Residents have now formed Granny Lane Area Action Group (GLAAG) to protest against construction work and to raise their concerns with planning and highways chiefs.

They expect to speak at a planning meeting in Huddersfield Town Hall next month.

They are being supported by campaign group Save Mirfield, which fought and won a battle to stop pastureland at Balderstone Hall Fields being turned into a housing estate.

“We have three primary concerns: flooding, narrow roads and traffic,” said a GLAAG spokeswoman.

“The name ‘Ings’ is a Norse word meaning water meadow. This has been a floodplain for thousands of years.

“It soaks up a certain amount but in very bad weather it just floods. The land can’t cope.”

She said the area floods from two points: from the River Calder, just 100 yards away, and the flow down from the hills that can overwhelm underground culverts.

“River flooding is occurring more and more frequently on Granny Lane and further down at Steanard Lane. People have had to evacuate their homes. They can’t get flood insurance.

“Millions of pounds has been spent on flood defences in Hebden Bridge and Mytholmroyd but all that will do is force the water further downstream. That makes a bigger problem here.”

Residents also worry about the narrowness of Granny Lane – and the speed of some drivers who may be unfamiliar with the road and its proximity to the river.

They say the proposed entrance into the development area is wholly unsuitable and that large-scale construction vehicles will struggle to get in and out, putting nearby properties at risk.

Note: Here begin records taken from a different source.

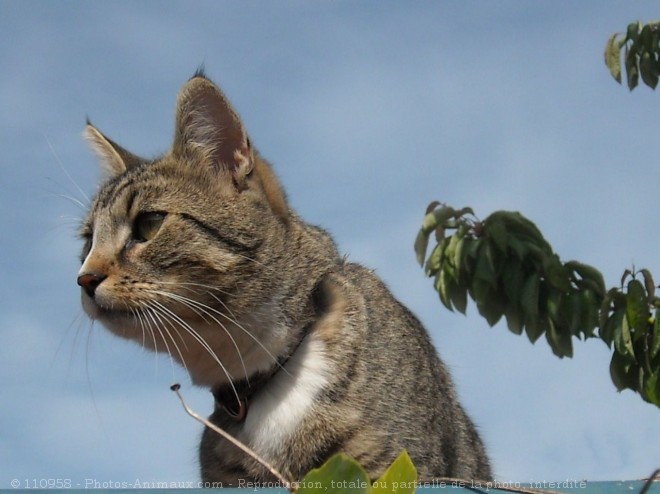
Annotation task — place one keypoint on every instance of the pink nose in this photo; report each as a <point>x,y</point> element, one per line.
<point>90,281</point>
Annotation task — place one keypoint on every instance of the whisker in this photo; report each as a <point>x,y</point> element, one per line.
<point>234,320</point>
<point>153,314</point>
<point>196,307</point>
<point>66,173</point>
<point>199,340</point>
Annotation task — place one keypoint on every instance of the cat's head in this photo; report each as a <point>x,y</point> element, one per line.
<point>184,253</point>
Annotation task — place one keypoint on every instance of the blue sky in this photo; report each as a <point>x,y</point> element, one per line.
<point>368,111</point>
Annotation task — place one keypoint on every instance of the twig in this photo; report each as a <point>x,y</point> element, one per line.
<point>647,485</point>
<point>481,485</point>
<point>231,439</point>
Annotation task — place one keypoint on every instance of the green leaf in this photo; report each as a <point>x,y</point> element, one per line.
<point>339,475</point>
<point>484,269</point>
<point>632,71</point>
<point>421,244</point>
<point>496,230</point>
<point>529,300</point>
<point>655,345</point>
<point>512,280</point>
<point>437,217</point>
<point>622,372</point>
<point>637,308</point>
<point>556,273</point>
<point>649,284</point>
<point>609,331</point>
<point>632,32</point>
<point>443,285</point>
<point>652,388</point>
<point>431,221</point>
<point>613,57</point>
<point>587,272</point>
<point>399,478</point>
<point>560,341</point>
<point>458,298</point>
<point>514,320</point>
<point>623,340</point>
<point>648,70</point>
<point>434,261</point>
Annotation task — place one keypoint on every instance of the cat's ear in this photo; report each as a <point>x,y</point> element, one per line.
<point>114,159</point>
<point>208,127</point>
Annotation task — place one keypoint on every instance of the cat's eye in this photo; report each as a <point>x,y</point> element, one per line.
<point>146,225</point>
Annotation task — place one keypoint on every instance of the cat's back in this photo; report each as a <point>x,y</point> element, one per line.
<point>405,393</point>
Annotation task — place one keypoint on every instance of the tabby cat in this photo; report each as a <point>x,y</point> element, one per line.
<point>197,254</point>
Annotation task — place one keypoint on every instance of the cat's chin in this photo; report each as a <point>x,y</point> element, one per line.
<point>108,317</point>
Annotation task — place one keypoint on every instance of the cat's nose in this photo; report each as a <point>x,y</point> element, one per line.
<point>90,281</point>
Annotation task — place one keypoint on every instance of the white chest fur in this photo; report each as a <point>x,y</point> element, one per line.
<point>280,408</point>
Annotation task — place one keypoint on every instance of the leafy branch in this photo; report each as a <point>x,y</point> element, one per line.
<point>641,45</point>
<point>509,270</point>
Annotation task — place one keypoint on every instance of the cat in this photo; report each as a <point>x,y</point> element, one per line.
<point>197,254</point>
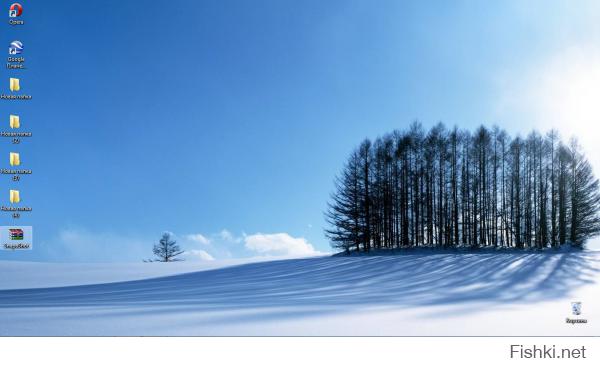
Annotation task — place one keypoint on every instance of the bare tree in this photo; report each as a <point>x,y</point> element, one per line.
<point>166,250</point>
<point>441,187</point>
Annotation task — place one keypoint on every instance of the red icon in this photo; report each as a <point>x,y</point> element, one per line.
<point>15,10</point>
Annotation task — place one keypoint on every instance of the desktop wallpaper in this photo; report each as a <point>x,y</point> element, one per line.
<point>234,137</point>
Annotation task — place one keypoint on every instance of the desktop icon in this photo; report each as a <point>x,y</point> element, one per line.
<point>15,10</point>
<point>15,159</point>
<point>15,234</point>
<point>14,196</point>
<point>15,48</point>
<point>15,85</point>
<point>15,122</point>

Locals have already witnessed several accidents – some minor, some serious. And they believe a fatal crash is an inevitability.

The GLAAG spokeswoman said: “This is a 30mph road but not all drivers stick to that. Farm vehicles often come through here and can have difficulty because the lane is of substandard width.

“And when the Dewsbury Riverside development gets underway we fear that the only route out will be along this road.

“Granny Lane is also a rat run and a racetrack road with blind bends, pinch points and some low bridges. Safety is our biggest concern. We’re all very worried.”

Kirklees’ Local Plan, which will see tens of thousands of new homes built in the borough, was adopted in February.